A l'annonce du résultat du premier tour, les regards portés sur l'écran étaient déjà stupéfaits. L'ancien membre de la municipalité d'Altstätten et président de l'Union suisse des paysans, Markus Ritter, était déjà distancé par son "challenger". Il ne manquait plus qu'une voix au conseiller d'Etat zougois Martin Pfister pour devenir conseiller fédéral.
Malgré la victoire de ce dernier un quart d'heure plus tard et la non-élection de Markus Ritter, les clients du restaurant "Sonne" ont applaudi Martin Pfister lorsqu'il a accepté son élection. Leur mine était, cependant, pétrifiée, lorsque le Zougois a prêté serment.
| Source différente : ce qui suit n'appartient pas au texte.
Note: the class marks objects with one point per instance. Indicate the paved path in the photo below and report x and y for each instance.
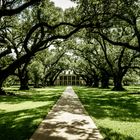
(67, 121)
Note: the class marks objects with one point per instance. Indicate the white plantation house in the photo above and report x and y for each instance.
(69, 78)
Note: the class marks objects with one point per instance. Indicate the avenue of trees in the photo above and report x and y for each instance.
(36, 38)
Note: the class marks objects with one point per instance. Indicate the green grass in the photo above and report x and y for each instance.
(20, 115)
(117, 114)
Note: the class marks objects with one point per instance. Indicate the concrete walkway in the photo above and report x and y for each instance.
(67, 121)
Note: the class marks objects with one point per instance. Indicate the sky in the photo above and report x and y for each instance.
(64, 4)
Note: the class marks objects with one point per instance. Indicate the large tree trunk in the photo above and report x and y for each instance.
(118, 83)
(11, 68)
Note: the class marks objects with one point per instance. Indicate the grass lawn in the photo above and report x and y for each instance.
(20, 115)
(117, 114)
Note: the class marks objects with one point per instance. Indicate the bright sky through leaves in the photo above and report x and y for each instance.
(64, 4)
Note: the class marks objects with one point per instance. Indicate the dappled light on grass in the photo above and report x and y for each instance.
(20, 115)
(67, 121)
(117, 114)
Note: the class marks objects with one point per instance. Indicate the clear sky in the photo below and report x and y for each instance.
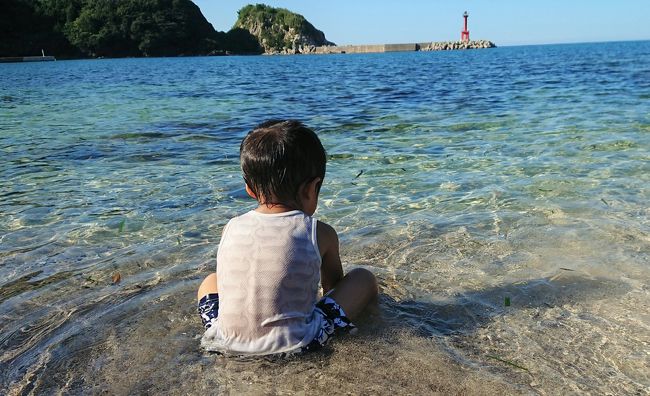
(505, 22)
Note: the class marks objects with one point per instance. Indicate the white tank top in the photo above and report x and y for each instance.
(268, 275)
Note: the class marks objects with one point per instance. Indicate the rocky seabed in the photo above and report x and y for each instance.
(356, 49)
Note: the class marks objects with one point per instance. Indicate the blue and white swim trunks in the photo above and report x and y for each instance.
(332, 317)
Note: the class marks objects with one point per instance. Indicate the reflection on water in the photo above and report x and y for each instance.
(503, 209)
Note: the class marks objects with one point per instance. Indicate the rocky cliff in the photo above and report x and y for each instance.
(280, 31)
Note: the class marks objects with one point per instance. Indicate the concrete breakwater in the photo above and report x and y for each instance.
(27, 59)
(378, 48)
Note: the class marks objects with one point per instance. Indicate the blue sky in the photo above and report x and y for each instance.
(506, 22)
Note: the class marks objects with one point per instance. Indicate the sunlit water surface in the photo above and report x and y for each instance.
(500, 196)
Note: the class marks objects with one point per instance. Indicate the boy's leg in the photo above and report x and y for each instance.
(357, 288)
(208, 286)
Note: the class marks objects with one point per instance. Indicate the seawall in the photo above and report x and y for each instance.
(426, 46)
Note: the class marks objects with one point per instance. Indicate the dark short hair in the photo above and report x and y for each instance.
(278, 156)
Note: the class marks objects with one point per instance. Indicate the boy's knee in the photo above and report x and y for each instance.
(208, 286)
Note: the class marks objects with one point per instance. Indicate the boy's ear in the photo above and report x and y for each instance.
(313, 187)
(250, 192)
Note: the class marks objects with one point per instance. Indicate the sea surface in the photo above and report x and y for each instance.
(501, 196)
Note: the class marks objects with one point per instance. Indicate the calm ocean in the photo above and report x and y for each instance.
(501, 197)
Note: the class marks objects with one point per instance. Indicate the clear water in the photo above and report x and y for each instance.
(461, 179)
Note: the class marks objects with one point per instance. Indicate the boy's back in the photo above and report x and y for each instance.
(268, 278)
(262, 298)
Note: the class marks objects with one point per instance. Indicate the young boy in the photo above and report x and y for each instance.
(263, 298)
Altstätten voyait Markus Ritter en favori
Des personnes issues de la population, des membres locaux du Centre et une classe scolaire étaient présents dans la salle du restaurant réservée à cet effet. Ce public s'attendait à un autre scénario et à une autre issue. Il avait bon espoir de pouvoir célébrer un conseiller fédéral issu de la commune de la région du Rheintal st-gallois.
Pour eux, Markus Ritter faisait clairement figure de favori de l'élection, en raison de sa grande notoriété et de son excellent réseau politique. Avec lui, on sait à quoi s'attendre, se disaient-ils.
Personnalité "trop forte"?
Markus Ritter avait, sans doute, une personnalité "trop forte", essayait de s'expliquer l'une de ses anciennes collègues à l'exécutif communal. Le fait que le canton de St-Gall soit déjà représenté au Conseil fédéral par Karin Keller-Sutter (PLR) était peut-être aussi un trop grand désavantage, ajoutait-elle.
Au restaurant "Sonne", on a trinqué malgré tout au vin blanc, les bouteilles ayant été mises au frais pour l'occasion. Son goût était "un peu amer tout de même", a concédé une habitante d'Altstätten en clin d'oeil.